Negative factors and challenges for the second half include:
- Continued corporate accounting scandals and bankruptcies. This has
created a significant lack of trust among investors.
- The weakening U.S. dollar may dampen foreign investing in U.S. Equities and
debt.
- A continuation of layoffs across many industry sectors.
- Corporations continue to resist investing in equipment and inventory.
- Consumer debt and bankruptcies remain at all time highs.
- Stock valuations remain high - relative to historic standards.
- The threat of war in the Middle East and South Asia continue to worry us all.
- And of course, the fear of another terrorist attack continues to keep
investors and consumers on the sidelines.
Despite all of the aforementioned challenges, rates remain very low. This
should help the economy gradually recover, and it may help sustain the real
estate market as more prospective homebuyers continue to qualify for home
mortgages. The FED continues its easy credit policy in its effort to
revitalize our economy.
The excesses of the late 90's and of early 2000, are gradually being drained
out of the equities market. The Technology and Telecommunications
industry has taken the brunt of the impact of this major market correction for
obvious reasons. These sectors were the main beneficiaries of the
"Bubble", and monies continue to flow out of technology and
telecommunications and into companies that have realistic expectations for
providing an acceptable rate of return for investors. These are companies
with positive cash flow, low price to earnings ratios, low debt to equity, and
an above average return on equity.
Indeed, there are many great companies out there, in healthy sectors, with the
potential to reward investors with a 7 to 10% annual return (over the long term
- 10 years or longer).
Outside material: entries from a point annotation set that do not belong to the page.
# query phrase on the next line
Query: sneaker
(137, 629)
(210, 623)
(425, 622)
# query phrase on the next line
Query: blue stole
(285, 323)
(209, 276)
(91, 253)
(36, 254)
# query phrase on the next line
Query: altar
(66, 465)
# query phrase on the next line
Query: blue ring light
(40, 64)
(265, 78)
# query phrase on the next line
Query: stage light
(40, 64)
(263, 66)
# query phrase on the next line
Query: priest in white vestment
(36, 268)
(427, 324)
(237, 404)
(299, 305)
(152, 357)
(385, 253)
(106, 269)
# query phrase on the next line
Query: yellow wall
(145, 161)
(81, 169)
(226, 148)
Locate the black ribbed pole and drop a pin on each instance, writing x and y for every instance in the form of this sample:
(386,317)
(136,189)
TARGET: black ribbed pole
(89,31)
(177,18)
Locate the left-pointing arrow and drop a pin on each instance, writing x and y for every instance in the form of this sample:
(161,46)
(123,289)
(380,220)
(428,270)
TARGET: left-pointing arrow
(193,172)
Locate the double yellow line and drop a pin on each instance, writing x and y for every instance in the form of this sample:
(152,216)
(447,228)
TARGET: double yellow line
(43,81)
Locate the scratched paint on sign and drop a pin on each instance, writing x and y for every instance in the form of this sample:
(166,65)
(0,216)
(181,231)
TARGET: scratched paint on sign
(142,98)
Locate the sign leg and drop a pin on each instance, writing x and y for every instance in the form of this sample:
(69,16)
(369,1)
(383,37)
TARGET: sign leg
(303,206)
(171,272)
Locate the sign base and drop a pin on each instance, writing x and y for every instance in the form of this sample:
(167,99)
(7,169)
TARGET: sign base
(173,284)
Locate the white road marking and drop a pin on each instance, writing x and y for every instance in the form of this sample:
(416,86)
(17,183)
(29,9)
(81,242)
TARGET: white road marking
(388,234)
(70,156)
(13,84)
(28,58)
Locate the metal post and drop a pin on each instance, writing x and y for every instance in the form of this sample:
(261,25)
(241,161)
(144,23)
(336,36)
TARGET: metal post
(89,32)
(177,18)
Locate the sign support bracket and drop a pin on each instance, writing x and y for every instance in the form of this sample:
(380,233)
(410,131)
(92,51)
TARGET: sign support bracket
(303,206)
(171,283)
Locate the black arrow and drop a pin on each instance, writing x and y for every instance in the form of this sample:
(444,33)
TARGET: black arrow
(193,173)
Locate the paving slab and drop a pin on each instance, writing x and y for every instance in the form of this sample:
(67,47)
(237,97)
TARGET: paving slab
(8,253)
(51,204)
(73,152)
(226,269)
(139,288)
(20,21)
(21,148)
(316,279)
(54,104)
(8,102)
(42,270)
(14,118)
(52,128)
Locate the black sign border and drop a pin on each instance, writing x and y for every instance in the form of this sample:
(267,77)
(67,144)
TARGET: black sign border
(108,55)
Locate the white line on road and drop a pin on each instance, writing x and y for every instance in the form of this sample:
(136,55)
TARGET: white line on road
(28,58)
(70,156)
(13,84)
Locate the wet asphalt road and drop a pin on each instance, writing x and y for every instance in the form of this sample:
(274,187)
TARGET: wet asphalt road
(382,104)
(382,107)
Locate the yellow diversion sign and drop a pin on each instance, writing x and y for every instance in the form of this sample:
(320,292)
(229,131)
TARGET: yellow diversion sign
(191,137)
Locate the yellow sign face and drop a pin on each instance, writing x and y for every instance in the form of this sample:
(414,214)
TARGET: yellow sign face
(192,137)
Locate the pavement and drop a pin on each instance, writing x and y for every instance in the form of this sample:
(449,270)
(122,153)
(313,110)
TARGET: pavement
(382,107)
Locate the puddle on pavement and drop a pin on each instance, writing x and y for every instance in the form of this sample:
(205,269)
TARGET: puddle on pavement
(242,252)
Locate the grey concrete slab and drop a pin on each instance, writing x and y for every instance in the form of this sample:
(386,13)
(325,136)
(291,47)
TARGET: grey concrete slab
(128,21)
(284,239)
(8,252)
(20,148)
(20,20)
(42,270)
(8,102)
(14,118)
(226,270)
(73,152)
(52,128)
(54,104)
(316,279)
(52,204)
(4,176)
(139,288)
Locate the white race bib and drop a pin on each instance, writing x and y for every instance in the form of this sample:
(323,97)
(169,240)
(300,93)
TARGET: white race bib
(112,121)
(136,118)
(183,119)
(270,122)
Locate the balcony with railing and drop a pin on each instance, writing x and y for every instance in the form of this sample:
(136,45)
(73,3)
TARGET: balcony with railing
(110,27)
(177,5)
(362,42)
It is now common knowledge that we Americans were
spoiled in the 90's, and we simply need to lower our expectations, relative to
our return on our money, over the near and intermediate term. We need to
settle for a more realistic return on equity than we received during the good
old bubble years (when 20% annual returns, or higher, were the norm rather than
the exception). Berkshire Hathaway's founder and chairman, Warren Buffet
feels that a 7% return on investments over the next 10 years is probably a more
realistic expectation. Since he has made a lot more money than all of us,
probably all of us combined, I also agree that 7% is an acceptable rate of
return for the near and intermediate term (at least over the next year or so).
Diversification among as many asset classes as possible, structured in
accordance with your specific risk tolerance level and investment time horizon,
remains the most prudent strategy for the second half, as it was during the
wild and generally disappointing first half of 2002 (and all of 2001, and 2000,
for that matter). Until next time, your Galaxy neighbor, wishes you
well….
Best regards;
Robert Hernandez
DISCLOSURE:
The comments made by the author are meant to educate the Galaxy community on
general investment, economic and financial matters and principals, and to
entertain. In no way should these comments be construed as a specific
recommendation or investment advice. Any actions that you decide to take
relative to the comments pertained in this authors article, will be at your
peril. This article is not intended to definitively answer any specific
investment questions nor does it attempt to give every possible outcome to the
issues discussed. Because investments depend on your specific needs, and
circumstances, and because your needs are subject to change on a regular basis,
the author advises you to seek counsel from a licensed financial advisor on any
financial/investment issues or questions that you may have. Investments
are not bank guaranteed, not FDIC insured, and may lose value.
The Galaxy Web and the Galaxy Condominium Association are not responsible for
the content, opinions or viewpoints of the author and cannot be held
responsible for any information given herein.